Tous ceux qui parmi nous veulent encore honorer, de ses lettres de noblesse, la Torah et conservent pour notre chère Histoire une tendresse dorée poursuivront l’œuvre depuis l’intérieur. Notre peuple, notre nation et ses dirigeants reconnaitront un jour, plus très lointain, que les femmes sont des associées à part entière dans l’hébraïsme.
Tout cela m’exaspère, me révolte et me dépite: une mentalité religieuse individualiste et cultuelle qui ne se reconnait qu’au travers de pratiques minimalistes atrophiées.
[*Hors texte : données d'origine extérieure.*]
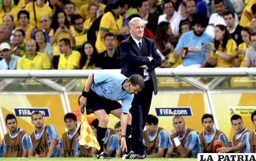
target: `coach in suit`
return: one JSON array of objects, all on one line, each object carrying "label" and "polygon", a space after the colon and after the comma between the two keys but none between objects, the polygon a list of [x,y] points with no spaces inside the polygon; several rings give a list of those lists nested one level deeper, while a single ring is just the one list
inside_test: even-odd
[{"label": "coach in suit", "polygon": [[[155,68],[161,64],[154,41],[143,37],[144,25],[140,18],[132,18],[129,24],[130,36],[120,44],[121,71],[126,77],[140,74],[145,87],[134,95],[130,112],[132,120],[132,149],[135,153],[146,154],[143,131],[149,112],[152,91],[157,94]],[[129,136],[127,136],[129,137]]]}]

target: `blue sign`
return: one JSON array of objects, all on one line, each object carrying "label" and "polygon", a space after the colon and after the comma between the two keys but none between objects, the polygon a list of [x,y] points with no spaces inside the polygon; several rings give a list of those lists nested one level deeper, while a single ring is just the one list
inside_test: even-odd
[{"label": "blue sign", "polygon": [[155,108],[157,116],[192,116],[190,107]]},{"label": "blue sign", "polygon": [[48,108],[15,108],[16,117],[30,117],[34,111],[38,111],[43,117],[50,117]]}]

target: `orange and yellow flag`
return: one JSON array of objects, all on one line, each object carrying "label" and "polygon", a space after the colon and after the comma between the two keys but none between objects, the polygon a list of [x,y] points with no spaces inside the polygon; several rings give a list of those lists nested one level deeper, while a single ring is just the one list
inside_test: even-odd
[{"label": "orange and yellow flag", "polygon": [[93,147],[99,150],[101,147],[97,139],[90,126],[85,115],[81,118],[81,130],[79,135],[79,145]]}]

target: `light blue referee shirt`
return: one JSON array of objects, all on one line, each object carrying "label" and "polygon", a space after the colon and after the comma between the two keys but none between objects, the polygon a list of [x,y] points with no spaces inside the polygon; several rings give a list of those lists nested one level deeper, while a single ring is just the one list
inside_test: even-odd
[{"label": "light blue referee shirt", "polygon": [[101,72],[93,74],[93,84],[91,89],[98,95],[111,100],[122,101],[122,112],[128,113],[132,106],[134,94],[123,89],[127,78],[121,74]]},{"label": "light blue referee shirt", "polygon": [[[41,132],[38,132],[37,134],[34,132],[34,134],[35,134],[35,139],[37,140],[39,139],[42,135],[43,132],[44,131],[44,129]],[[47,136],[48,136],[47,141],[48,141],[48,146],[50,146],[51,140],[52,139],[56,140],[56,146],[55,147],[54,151],[51,157],[57,157],[60,155],[60,144],[59,143],[59,137],[58,137],[58,134],[57,134],[56,130],[55,129],[54,127],[52,125],[49,125],[47,126],[46,133],[47,133]]]},{"label": "light blue referee shirt", "polygon": [[[18,128],[17,130],[15,131],[15,132],[13,134],[13,135],[12,135],[12,134],[9,132],[8,132],[9,135],[10,135],[11,138],[15,138],[16,137],[18,134],[20,133],[20,132],[23,131],[22,129],[21,128]],[[8,135],[7,134],[7,135]],[[31,140],[30,139],[29,135],[27,133],[24,136],[23,138],[22,139],[22,143],[21,143],[21,146],[22,146],[22,148],[23,149],[25,150],[29,150],[29,149],[32,149],[32,142],[31,142]],[[6,151],[7,150],[7,148],[6,146],[6,144],[4,142],[4,140],[3,140],[3,151]]]}]

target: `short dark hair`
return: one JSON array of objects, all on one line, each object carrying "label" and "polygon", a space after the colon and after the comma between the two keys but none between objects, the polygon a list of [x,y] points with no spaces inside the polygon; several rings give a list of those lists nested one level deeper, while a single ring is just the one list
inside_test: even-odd
[{"label": "short dark hair", "polygon": [[251,9],[252,10],[252,13],[256,13],[256,4],[254,4],[254,5],[252,5],[252,7],[251,7]]},{"label": "short dark hair", "polygon": [[206,27],[208,26],[208,18],[204,13],[196,13],[193,15],[192,26],[199,24],[203,27]]},{"label": "short dark hair", "polygon": [[175,8],[175,3],[170,0],[164,1],[163,3],[163,10],[165,9],[165,5],[166,4],[171,3],[172,4],[172,7]]},{"label": "short dark hair", "polygon": [[144,88],[145,86],[143,78],[138,74],[133,74],[130,76],[128,81],[130,82],[133,86],[138,85],[141,89]]},{"label": "short dark hair", "polygon": [[13,114],[9,114],[7,115],[5,117],[5,123],[7,124],[7,120],[12,120],[12,119],[15,119],[15,121],[17,122],[17,119],[16,118],[16,117]]},{"label": "short dark hair", "polygon": [[202,123],[204,122],[204,119],[207,118],[211,118],[213,122],[214,122],[213,116],[212,114],[204,114],[202,117],[202,119],[201,119]]},{"label": "short dark hair", "polygon": [[226,5],[225,2],[224,0],[214,0],[214,4],[217,4],[219,3],[223,3],[224,5]]},{"label": "short dark hair", "polygon": [[231,12],[230,10],[227,10],[224,12],[224,16],[227,16],[229,15],[232,15],[233,18],[235,18],[235,13],[233,13],[233,12]]},{"label": "short dark hair", "polygon": [[70,40],[68,38],[62,38],[60,41],[59,41],[59,43],[60,43],[63,41],[64,43],[64,44],[65,46],[69,45],[69,47],[71,47],[71,44],[70,43]]},{"label": "short dark hair", "polygon": [[121,8],[124,7],[126,4],[128,5],[128,2],[126,0],[118,0],[113,5],[113,9],[116,9],[118,7],[121,7]]},{"label": "short dark hair", "polygon": [[252,122],[254,122],[254,117],[256,115],[256,110],[254,110],[254,112],[251,114],[251,120]]},{"label": "short dark hair", "polygon": [[115,38],[115,35],[112,32],[107,33],[104,36],[104,39],[105,39],[107,36],[113,36]]},{"label": "short dark hair", "polygon": [[233,115],[231,117],[230,122],[231,122],[232,123],[232,123],[233,120],[238,120],[238,119],[241,119],[241,120],[242,120],[242,122],[243,122],[242,117],[240,115],[235,114],[235,115]]},{"label": "short dark hair", "polygon": [[99,120],[98,118],[93,120],[91,123],[91,125],[97,129],[99,126]]},{"label": "short dark hair", "polygon": [[80,18],[82,18],[83,21],[84,21],[83,17],[81,16],[81,15],[79,14],[73,15],[71,15],[71,19],[70,21],[70,22],[71,22],[71,24],[76,24],[75,21]]},{"label": "short dark hair", "polygon": [[41,114],[39,111],[34,111],[32,114],[31,114],[31,120],[33,120],[33,116],[34,115],[41,115],[42,117],[42,114]]},{"label": "short dark hair", "polygon": [[27,10],[21,10],[18,13],[18,20],[20,20],[20,16],[21,14],[26,15],[27,16],[27,19],[29,20],[30,16],[29,16],[29,12],[28,12]]},{"label": "short dark hair", "polygon": [[22,36],[25,36],[25,32],[23,30],[21,30],[21,29],[17,29],[17,30],[15,30],[15,32],[14,33],[15,33],[16,32],[21,32]]},{"label": "short dark hair", "polygon": [[115,129],[119,128],[119,127],[121,127],[121,122],[118,122],[115,125]]},{"label": "short dark hair", "polygon": [[157,118],[157,117],[155,115],[149,114],[148,116],[147,120],[146,121],[146,122],[148,124],[152,123],[154,125],[155,125],[158,123],[158,118]]},{"label": "short dark hair", "polygon": [[66,115],[65,115],[64,122],[66,120],[66,119],[72,119],[74,120],[74,122],[77,121],[76,115],[73,113],[68,113]]}]

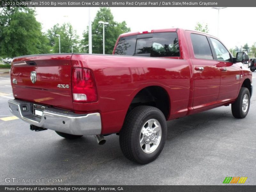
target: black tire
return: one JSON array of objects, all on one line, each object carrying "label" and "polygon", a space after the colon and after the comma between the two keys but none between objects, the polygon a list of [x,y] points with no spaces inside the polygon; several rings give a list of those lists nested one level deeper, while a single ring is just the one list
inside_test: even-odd
[{"label": "black tire", "polygon": [[55,132],[59,135],[61,136],[62,137],[66,138],[68,139],[78,139],[80,138],[81,137],[82,137],[83,135],[71,135],[71,134],[68,134],[68,133],[63,133],[62,132],[60,132],[58,131],[55,131]]},{"label": "black tire", "polygon": [[[243,100],[244,97],[247,95],[248,100],[248,107],[246,110],[244,109],[243,110]],[[246,87],[241,87],[236,100],[231,105],[232,114],[235,118],[238,119],[243,119],[247,115],[249,108],[250,107],[250,93],[248,89]]]},{"label": "black tire", "polygon": [[[156,123],[159,123],[161,125],[161,134],[157,132],[155,133],[155,138],[156,138],[157,135],[157,136],[161,135],[161,137],[158,140],[160,141],[157,141],[158,144],[156,145],[156,147],[154,146],[152,143],[150,144],[150,148],[153,146],[153,148],[155,148],[154,150],[150,153],[146,153],[142,148],[144,146],[141,147],[140,145],[140,140],[142,139],[141,140],[145,142],[144,141],[146,139],[141,137],[142,136],[144,138],[145,135],[142,135],[141,132],[143,127],[144,127],[144,130],[148,129],[145,127],[147,126],[147,122],[152,120],[156,120],[158,122]],[[152,127],[155,124],[156,122],[155,122]],[[148,125],[149,126],[149,124]],[[155,125],[155,127],[157,127]],[[145,131],[145,132],[148,133],[147,131]],[[126,158],[139,164],[145,164],[153,161],[159,156],[164,148],[167,135],[166,121],[162,111],[153,107],[139,106],[131,111],[125,118],[119,133],[119,142],[122,152]],[[146,143],[144,147],[146,148]]]}]

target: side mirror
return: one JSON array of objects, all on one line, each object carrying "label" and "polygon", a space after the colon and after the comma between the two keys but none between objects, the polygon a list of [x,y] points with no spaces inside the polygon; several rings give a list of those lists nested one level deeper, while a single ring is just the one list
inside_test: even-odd
[{"label": "side mirror", "polygon": [[249,56],[245,52],[238,52],[236,53],[236,62],[244,62],[249,60]]}]

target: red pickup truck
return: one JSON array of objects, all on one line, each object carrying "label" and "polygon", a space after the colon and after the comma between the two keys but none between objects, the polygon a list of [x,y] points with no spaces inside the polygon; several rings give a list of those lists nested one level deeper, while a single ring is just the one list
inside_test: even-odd
[{"label": "red pickup truck", "polygon": [[14,115],[30,129],[65,138],[119,136],[124,155],[141,164],[163,149],[166,121],[231,104],[249,109],[252,74],[217,38],[180,28],[121,35],[113,55],[66,53],[14,58]]}]

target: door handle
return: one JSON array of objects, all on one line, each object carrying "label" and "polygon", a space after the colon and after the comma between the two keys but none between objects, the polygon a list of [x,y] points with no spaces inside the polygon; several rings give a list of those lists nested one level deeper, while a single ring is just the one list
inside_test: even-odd
[{"label": "door handle", "polygon": [[196,67],[195,68],[195,70],[196,71],[203,71],[204,70],[204,67]]},{"label": "door handle", "polygon": [[220,70],[221,71],[227,71],[227,69],[225,67],[222,67],[220,68]]}]

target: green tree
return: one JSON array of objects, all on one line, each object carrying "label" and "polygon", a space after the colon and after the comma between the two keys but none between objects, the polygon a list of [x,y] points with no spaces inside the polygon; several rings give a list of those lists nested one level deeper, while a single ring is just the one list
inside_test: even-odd
[{"label": "green tree", "polygon": [[196,23],[196,25],[195,27],[195,29],[197,31],[202,31],[204,33],[208,33],[209,30],[208,29],[208,25],[206,23],[205,26],[203,26],[199,22]]},{"label": "green tree", "polygon": [[14,57],[49,52],[35,10],[3,7],[0,12],[0,55]]},{"label": "green tree", "polygon": [[244,45],[244,46],[243,47],[243,48],[244,49],[244,51],[246,51],[247,52],[248,52],[249,51],[250,47],[249,47],[249,46],[248,45],[248,44],[245,44]]},{"label": "green tree", "polygon": [[236,52],[237,52],[236,51],[236,49],[229,49],[229,51],[231,53],[233,54],[233,56],[234,57],[236,57]]},{"label": "green tree", "polygon": [[[61,26],[58,24],[54,25],[48,30],[47,36],[50,44],[52,48],[54,53],[59,52],[59,37],[60,36],[60,52],[62,53],[71,53],[72,45],[77,45],[78,43],[78,36],[76,31],[73,28],[70,23],[64,23]],[[79,52],[78,46],[73,46],[73,52]]]},{"label": "green tree", "polygon": [[[131,30],[126,26],[125,21],[121,23],[115,21],[110,9],[101,7],[97,12],[96,16],[92,24],[92,53],[102,54],[103,52],[103,24],[99,24],[99,21],[103,21],[108,22],[105,25],[105,53],[111,54],[116,39],[119,35]],[[87,27],[83,34],[84,38],[81,42],[81,47],[84,52],[89,52],[88,30]]]},{"label": "green tree", "polygon": [[256,42],[254,42],[251,47],[251,52],[252,54],[252,57],[254,57],[256,55]]}]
Si l’on n’ouvre pas l’ensemble des grandes questions que notre temps pose, nous allons nous fourvoyer, sans aucun doute, dans un obscurantisme des plus morbides. Cela suffit que tous ces gens sollicitent dieu ou le rav mais jamais leur détermination, leur inspiration, leur savoir, aucunement leur engagement moral.
Comment ne pas vouloir briser les carcans et s’envoler vers le projet humain de l’Eternel ? Posez des mézuzot, mettez les téphilines, faites shabat, nida, h’ala, ect… mais ne vous enfermez pas dans l’acte ou le geste, ils ne sont que les moyens de parvenir au mieux et au meilleur de la création! Conjurez votre être, votre moi, à s’engager vers et dans le projet nous impliquant tous et toutes. Cessez de vous effacer au sein de structures fantasmagoriques et crédules des figures flétries et avilies du seul culte religieux.
Rappelons sans ambages que la suprématie masculine a maintenu les femmes dans l’impéritie et c’est la l’une des plus grandes injustices de l’histoire humaine. Ces privations de droits élémentaires furent générées par des hommes qui voulaient imposer leur diktat sous couvert de traditions et de religions. Les femmes ont alors trouvé une auguste issue: remettre en question l’interdit, de lire tout, de savoir tout, de croire en leurs prédisposi-tions a s’élever aux plus hautes fonctions des savoirs. Elles devaient affirmer leur droit plein et entier à la connaissance et à la critique, et enfin, grâce à la littérature et les sciences, étudier et produire de la culture. Cette réparation grâce aux savoirs est la forme privilégiée de tout rapport à l’érudition et à l’expérience. Ainsi, aident-elles les femmes à ne plus douter d’elles-mêmes et à retrouver l’espérance et le devenir.